Will a Kidney Arrive in Time?

Hunnaman is concerned that, “the longer time goes on [without receiving a donor], it might be less likely. I may get too old or too sick” to be a candidate for a transplant. Meanwhile, she keeps her cell phone nearby, waiting for a call that a kidney is available for her. A recent call from a 614 area code caused some initial excitement as she thought the call might be from hospital staff informing her that a kidney was available. Unfortunately, the call was related to her medical supplies and not news of a donor.

While Hunnaman continues to wait, her kidneys have grown larger due to the cysts. The kidneys occupy so much space in her abdomen that it causes persistent discomfort.
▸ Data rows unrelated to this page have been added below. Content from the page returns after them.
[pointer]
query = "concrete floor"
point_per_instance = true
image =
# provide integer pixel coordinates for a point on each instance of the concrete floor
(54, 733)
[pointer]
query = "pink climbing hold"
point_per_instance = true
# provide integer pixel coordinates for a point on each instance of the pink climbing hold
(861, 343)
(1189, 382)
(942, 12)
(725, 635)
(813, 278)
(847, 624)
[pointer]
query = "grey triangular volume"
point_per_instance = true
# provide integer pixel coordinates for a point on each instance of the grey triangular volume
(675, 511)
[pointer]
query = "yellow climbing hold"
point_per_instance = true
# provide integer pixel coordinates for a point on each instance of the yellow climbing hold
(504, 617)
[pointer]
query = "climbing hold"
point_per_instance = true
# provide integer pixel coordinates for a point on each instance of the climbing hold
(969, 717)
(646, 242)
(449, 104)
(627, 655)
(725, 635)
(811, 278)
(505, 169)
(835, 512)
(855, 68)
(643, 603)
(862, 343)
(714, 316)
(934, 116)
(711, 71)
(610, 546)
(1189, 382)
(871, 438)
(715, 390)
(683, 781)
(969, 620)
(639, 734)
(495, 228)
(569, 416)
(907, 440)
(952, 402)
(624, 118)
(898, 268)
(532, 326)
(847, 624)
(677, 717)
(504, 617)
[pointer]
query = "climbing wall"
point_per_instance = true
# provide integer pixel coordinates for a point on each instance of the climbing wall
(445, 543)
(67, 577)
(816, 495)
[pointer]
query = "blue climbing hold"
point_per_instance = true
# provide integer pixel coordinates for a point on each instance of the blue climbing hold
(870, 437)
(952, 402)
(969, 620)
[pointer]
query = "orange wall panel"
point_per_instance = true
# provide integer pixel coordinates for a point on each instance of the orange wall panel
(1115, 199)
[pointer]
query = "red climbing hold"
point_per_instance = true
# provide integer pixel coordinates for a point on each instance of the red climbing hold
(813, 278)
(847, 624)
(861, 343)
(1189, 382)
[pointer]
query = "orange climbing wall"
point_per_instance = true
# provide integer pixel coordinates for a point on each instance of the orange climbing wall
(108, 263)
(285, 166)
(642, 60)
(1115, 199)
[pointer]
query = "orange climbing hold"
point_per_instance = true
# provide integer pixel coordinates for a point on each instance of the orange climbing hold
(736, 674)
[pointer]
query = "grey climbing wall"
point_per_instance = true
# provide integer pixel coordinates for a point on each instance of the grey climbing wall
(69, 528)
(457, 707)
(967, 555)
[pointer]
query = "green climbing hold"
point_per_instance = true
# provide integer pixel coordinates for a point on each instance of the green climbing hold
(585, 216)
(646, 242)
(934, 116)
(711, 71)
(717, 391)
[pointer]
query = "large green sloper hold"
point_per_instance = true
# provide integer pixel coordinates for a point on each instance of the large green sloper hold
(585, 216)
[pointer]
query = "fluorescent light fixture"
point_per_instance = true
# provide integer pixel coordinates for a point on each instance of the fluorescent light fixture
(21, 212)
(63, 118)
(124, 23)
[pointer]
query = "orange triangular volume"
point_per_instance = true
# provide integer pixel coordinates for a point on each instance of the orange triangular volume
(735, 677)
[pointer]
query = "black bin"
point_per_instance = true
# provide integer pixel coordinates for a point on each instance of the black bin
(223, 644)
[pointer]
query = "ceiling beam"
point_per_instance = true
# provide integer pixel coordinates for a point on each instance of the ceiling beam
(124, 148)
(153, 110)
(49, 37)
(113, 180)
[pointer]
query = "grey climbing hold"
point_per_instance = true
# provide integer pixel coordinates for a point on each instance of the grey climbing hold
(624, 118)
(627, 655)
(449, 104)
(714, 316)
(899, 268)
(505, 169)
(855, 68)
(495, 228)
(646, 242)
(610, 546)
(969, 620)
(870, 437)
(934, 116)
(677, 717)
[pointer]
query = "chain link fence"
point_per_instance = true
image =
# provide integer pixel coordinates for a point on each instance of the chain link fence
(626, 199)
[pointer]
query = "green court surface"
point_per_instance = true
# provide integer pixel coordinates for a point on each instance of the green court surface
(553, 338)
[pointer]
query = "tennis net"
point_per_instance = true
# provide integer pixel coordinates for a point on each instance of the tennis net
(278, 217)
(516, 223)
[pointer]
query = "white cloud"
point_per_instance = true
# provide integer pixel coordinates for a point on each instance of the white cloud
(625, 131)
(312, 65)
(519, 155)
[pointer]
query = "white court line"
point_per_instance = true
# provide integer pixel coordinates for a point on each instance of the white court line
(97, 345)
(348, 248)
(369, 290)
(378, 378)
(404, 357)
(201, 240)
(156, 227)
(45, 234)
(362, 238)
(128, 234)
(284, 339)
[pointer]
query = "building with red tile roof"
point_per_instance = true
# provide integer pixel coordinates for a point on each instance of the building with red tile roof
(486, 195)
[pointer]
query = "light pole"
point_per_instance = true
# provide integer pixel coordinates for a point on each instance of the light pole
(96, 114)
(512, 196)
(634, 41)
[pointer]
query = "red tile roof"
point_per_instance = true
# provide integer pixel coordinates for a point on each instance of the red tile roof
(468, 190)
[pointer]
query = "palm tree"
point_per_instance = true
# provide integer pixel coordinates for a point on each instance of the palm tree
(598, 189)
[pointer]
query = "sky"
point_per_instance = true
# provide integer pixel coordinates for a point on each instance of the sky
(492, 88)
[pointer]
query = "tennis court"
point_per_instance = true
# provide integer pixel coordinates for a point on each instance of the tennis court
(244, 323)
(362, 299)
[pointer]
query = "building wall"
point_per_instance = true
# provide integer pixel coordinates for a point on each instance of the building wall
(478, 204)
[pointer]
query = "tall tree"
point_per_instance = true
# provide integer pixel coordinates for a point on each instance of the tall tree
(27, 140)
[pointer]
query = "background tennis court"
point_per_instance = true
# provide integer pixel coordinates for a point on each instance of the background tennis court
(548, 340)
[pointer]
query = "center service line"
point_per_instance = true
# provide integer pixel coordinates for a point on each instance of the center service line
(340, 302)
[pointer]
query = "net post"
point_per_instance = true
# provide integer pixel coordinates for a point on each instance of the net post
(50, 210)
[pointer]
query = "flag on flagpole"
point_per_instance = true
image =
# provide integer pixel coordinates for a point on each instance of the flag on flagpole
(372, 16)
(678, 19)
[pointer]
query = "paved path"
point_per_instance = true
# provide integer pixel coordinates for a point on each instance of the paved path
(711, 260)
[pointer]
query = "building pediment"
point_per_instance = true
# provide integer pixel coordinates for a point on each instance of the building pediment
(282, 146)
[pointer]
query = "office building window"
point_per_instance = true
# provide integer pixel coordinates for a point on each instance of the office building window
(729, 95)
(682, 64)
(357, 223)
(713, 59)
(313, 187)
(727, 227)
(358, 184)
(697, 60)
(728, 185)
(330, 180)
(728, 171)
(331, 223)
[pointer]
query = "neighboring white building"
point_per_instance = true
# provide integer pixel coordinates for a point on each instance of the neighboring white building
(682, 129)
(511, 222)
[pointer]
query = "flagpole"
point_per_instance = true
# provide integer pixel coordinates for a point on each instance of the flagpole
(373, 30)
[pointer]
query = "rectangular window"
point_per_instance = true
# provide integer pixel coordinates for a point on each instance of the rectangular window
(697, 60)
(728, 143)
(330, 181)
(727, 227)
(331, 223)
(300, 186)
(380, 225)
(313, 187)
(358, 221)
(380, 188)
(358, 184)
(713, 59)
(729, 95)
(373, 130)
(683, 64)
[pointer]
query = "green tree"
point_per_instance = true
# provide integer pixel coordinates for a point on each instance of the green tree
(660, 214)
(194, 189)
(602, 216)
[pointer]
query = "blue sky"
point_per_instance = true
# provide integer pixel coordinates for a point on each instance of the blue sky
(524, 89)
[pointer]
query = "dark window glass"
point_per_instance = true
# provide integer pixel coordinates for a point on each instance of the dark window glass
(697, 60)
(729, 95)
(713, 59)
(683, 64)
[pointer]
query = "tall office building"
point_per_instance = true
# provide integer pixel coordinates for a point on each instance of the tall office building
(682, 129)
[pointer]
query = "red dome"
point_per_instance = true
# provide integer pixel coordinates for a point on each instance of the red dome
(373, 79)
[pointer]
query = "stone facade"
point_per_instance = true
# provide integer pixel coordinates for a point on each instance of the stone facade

She receives iron infusions as needed due to iron deficiency anemia and she takes antibiotics prophylactically prior to any procedures because of her risk of infection, particularly the risk of peritonitis associated with the catheter in her abdomen that she uses for peritoneal dialysis.

While it is helpful that Hunnaman has a healthcare background, she also relies on her sister-in-law Kathy, a Registered Nurse, to help her manage her many medical appointments and procedures. Hunnaman reports anxiety about going places on her own because of her decreased stamina.

While she manages the many challenges associated with kidney failure, Hunnaman continues to wait and hope. She is hoping that the next call she receives from the 614 area code will be the one informing her that she will be receiving a healthy kidney.